La lucidez es consciencia

No tengo nada que decir, solo que no puedo ver. Afuera no está oscuro, tampoco es de noche, solo no puedo ver. ¿Basta decir “quiero ver” para que de pronto el día se aclare?

Venimos al mundo con un deseo. Nacemos con la voluntad de ver. Frente a nuestros ojos se devela el mundo, el brillo casi enceguecedor al que estamos expuestos. Es cierto que nacemos solos y crecer rodeados de seres humanos no suprime el impacto, el trauma o el dolor. 

Quiero ver. ¿Acaso basta la voluntad para que se haga luz en el día? Vivimos en las tinieblas y preferimos avanzar a tientas así la luz esté frente a nuestros ojos. ¿Qué ha pasado? ¿Por qué ese niño que buscaba claridad ahora ha aceptado las tinieblas? La lucidez es dolorosa, punzante: hiere. 

Para ver el mundo sufrimos, el único placer es el saber de la lucidez, la consciencia de ver cómo es la realidad. El placer está en la satisfacción de entender, pero el deleite de ver es breve y la sensación de dolor muchas veces lo excede.  

Hay soledad en la lucidez. En medio de la quietud, del silencio, vemos aquello que sobrepasa: El mundo avanza, todos corren mientras nosotros preguntamos “por qué”. ¿Acaso hay alguien con quién compartir el hallazgo? Liberar a otros de las tinieblas parece ser tarea de quien ha alcanzado avistar algo. Misión propia es la de romper las ataduras, salir de la opresión de lo rutinario, cuestionar el pensamiento monótono, encontrar luz en lo profundo.

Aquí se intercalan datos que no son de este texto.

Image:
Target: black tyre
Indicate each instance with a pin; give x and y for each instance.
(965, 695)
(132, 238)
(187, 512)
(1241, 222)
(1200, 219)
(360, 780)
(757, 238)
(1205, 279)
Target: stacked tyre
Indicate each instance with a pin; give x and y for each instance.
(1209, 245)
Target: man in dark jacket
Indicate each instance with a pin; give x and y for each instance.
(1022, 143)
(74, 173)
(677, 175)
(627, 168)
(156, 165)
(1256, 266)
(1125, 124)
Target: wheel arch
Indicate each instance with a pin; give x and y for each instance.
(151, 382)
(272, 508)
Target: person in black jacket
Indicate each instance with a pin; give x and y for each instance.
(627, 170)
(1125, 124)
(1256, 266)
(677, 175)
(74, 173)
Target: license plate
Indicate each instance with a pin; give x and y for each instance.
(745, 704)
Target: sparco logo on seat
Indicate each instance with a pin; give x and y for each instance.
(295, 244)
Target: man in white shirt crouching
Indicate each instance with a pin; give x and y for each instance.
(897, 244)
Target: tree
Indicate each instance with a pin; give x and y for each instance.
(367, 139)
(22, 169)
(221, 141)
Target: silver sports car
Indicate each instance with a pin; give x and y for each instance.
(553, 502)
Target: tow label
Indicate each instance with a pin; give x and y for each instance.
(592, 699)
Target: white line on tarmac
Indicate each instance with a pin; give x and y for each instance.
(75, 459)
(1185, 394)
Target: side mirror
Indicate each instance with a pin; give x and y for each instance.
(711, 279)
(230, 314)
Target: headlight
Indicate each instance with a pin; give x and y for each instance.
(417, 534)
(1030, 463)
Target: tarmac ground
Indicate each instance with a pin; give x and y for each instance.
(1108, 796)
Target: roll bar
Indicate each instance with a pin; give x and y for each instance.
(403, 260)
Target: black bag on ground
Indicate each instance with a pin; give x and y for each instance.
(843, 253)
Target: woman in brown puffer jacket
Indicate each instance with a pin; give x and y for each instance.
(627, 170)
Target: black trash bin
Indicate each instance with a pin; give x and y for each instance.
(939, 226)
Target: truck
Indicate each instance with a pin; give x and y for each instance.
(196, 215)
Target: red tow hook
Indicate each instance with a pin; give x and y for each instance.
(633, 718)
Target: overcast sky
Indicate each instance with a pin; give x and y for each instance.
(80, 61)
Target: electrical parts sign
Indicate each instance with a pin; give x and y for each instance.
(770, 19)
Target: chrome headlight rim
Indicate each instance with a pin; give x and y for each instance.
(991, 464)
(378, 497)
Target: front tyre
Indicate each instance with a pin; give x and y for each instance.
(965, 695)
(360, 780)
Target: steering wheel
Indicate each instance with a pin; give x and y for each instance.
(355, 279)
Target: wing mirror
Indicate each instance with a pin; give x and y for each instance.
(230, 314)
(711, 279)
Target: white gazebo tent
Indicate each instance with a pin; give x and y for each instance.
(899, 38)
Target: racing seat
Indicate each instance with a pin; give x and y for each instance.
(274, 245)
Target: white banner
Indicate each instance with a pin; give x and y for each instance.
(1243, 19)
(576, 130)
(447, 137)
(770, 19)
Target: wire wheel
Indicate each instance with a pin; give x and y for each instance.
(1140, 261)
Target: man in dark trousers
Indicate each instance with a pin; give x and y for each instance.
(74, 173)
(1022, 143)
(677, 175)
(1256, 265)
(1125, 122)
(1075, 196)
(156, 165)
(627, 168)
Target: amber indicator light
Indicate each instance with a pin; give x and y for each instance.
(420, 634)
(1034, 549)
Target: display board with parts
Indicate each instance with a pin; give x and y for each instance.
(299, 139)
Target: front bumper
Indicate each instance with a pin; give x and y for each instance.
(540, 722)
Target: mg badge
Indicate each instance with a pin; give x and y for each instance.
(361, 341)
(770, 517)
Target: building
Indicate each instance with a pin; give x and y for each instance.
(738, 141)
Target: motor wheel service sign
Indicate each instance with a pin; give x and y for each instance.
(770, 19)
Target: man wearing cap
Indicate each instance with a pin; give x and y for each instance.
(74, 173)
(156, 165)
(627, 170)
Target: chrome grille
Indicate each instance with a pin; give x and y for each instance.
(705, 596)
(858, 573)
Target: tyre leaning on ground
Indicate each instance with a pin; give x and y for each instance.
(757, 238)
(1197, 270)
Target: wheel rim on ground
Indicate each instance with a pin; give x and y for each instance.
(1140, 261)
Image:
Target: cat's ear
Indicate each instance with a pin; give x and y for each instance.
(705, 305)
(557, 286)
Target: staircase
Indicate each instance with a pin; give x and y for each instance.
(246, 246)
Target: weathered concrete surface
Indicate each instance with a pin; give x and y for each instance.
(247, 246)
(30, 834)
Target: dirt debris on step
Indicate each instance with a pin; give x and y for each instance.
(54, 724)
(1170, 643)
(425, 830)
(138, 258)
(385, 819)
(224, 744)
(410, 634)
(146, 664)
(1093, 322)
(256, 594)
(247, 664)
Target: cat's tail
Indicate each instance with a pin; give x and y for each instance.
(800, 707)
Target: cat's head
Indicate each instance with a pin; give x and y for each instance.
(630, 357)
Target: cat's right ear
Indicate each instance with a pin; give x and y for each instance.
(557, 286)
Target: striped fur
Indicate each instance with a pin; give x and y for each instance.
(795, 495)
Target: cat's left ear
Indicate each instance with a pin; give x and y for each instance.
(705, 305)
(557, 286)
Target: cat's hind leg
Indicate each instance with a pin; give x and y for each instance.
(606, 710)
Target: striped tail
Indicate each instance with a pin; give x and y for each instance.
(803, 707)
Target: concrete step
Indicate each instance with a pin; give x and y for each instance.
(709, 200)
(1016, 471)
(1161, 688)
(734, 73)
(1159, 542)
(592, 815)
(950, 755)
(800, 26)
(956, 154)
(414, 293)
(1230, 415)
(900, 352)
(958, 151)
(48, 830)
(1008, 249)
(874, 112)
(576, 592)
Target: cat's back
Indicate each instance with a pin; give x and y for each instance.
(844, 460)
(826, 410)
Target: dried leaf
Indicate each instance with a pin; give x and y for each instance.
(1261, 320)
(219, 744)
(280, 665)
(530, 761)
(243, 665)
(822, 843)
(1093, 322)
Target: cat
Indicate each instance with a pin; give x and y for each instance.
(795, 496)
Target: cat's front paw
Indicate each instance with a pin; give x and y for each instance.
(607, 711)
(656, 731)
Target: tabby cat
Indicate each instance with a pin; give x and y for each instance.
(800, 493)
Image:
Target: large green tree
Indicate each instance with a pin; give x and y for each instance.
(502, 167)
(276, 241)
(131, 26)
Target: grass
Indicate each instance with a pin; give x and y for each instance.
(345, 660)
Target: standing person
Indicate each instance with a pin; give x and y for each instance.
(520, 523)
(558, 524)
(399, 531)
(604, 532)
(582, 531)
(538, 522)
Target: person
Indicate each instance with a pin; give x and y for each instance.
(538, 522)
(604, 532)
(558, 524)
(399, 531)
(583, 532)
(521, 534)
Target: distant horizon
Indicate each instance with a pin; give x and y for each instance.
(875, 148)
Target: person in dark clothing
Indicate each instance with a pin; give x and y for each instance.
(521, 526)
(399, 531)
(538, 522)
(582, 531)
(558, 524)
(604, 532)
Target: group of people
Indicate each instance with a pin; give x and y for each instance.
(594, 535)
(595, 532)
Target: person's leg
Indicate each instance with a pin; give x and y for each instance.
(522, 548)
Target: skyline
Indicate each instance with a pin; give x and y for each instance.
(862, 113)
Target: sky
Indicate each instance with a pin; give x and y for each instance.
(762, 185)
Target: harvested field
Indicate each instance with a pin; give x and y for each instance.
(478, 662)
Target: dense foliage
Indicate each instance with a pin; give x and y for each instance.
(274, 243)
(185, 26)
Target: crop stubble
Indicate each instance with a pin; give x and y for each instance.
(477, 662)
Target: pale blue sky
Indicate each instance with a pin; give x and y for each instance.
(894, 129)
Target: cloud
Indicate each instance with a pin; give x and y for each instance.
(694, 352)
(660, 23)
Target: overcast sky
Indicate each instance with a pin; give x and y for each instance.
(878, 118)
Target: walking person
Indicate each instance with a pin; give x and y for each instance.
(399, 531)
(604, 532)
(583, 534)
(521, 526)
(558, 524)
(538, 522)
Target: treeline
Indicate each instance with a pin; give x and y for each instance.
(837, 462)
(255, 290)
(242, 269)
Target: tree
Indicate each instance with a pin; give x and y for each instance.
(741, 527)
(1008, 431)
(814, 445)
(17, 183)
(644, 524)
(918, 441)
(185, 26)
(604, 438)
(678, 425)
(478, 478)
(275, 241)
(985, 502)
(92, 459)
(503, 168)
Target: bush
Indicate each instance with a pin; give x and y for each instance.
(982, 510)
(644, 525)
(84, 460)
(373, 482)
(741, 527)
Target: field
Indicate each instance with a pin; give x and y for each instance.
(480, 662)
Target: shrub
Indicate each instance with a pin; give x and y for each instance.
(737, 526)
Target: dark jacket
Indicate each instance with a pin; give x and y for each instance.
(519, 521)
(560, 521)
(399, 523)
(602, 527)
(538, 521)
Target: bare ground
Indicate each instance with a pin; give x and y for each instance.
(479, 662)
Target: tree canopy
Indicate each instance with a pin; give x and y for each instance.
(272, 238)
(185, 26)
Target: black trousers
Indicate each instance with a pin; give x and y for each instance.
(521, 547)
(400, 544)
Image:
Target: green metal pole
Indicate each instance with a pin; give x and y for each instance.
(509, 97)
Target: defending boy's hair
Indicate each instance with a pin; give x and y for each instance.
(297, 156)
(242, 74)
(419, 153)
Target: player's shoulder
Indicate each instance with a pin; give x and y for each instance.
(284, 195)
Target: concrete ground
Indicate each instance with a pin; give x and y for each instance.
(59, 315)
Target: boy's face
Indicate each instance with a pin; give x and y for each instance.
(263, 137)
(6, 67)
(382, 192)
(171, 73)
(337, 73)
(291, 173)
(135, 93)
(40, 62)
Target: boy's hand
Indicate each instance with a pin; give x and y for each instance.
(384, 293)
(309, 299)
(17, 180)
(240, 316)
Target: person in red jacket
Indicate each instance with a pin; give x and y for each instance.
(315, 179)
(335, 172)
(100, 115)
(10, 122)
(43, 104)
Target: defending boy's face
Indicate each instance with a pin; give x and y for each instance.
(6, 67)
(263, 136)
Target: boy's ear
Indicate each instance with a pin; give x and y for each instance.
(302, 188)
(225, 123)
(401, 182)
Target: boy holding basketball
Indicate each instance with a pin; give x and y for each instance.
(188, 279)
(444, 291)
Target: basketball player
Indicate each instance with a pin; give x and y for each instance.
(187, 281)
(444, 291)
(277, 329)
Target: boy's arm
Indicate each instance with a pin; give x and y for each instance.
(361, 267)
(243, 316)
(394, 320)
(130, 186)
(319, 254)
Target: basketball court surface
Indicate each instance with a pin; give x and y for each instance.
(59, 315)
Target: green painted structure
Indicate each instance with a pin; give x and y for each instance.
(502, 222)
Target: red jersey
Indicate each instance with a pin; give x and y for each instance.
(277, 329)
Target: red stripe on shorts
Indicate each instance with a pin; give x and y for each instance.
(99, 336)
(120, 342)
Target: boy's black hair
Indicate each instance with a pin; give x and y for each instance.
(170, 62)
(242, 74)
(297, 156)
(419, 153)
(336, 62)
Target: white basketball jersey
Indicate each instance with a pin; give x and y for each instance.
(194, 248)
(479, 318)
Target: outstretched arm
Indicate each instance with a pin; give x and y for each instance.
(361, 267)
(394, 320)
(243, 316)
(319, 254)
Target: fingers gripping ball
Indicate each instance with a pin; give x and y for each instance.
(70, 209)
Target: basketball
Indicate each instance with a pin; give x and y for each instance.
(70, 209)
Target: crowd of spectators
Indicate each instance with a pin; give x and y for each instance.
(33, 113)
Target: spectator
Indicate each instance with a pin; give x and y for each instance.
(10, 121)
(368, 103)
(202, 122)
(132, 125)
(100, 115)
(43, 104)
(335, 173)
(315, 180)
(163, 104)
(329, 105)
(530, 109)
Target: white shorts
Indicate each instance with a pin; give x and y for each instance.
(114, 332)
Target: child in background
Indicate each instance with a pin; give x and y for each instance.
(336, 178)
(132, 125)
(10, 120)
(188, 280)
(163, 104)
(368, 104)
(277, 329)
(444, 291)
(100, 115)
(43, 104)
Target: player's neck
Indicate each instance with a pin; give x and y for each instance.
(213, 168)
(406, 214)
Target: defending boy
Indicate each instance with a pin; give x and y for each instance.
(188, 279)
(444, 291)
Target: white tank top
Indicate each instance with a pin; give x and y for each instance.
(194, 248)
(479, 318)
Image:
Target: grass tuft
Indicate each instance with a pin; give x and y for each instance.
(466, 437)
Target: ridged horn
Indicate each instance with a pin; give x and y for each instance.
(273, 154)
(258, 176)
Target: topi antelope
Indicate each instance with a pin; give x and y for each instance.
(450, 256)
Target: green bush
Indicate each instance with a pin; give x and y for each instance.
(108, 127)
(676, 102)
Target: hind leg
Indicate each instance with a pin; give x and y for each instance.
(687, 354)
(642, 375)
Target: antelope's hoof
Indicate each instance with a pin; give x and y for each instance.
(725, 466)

La lucidez está para reconocerse solo y para saber que hay otros, para avanzar con consciencia del mundo. La lucidez no es un fin, es un modo, una práctica. Es un trabajo que se realiza desde bien iniciada el alba. La lucidez no es memoria, sino ejercicio reflexivo, voluntad de análisis, capacidad para dilucidar, agudeza. La lucidez es consciencia.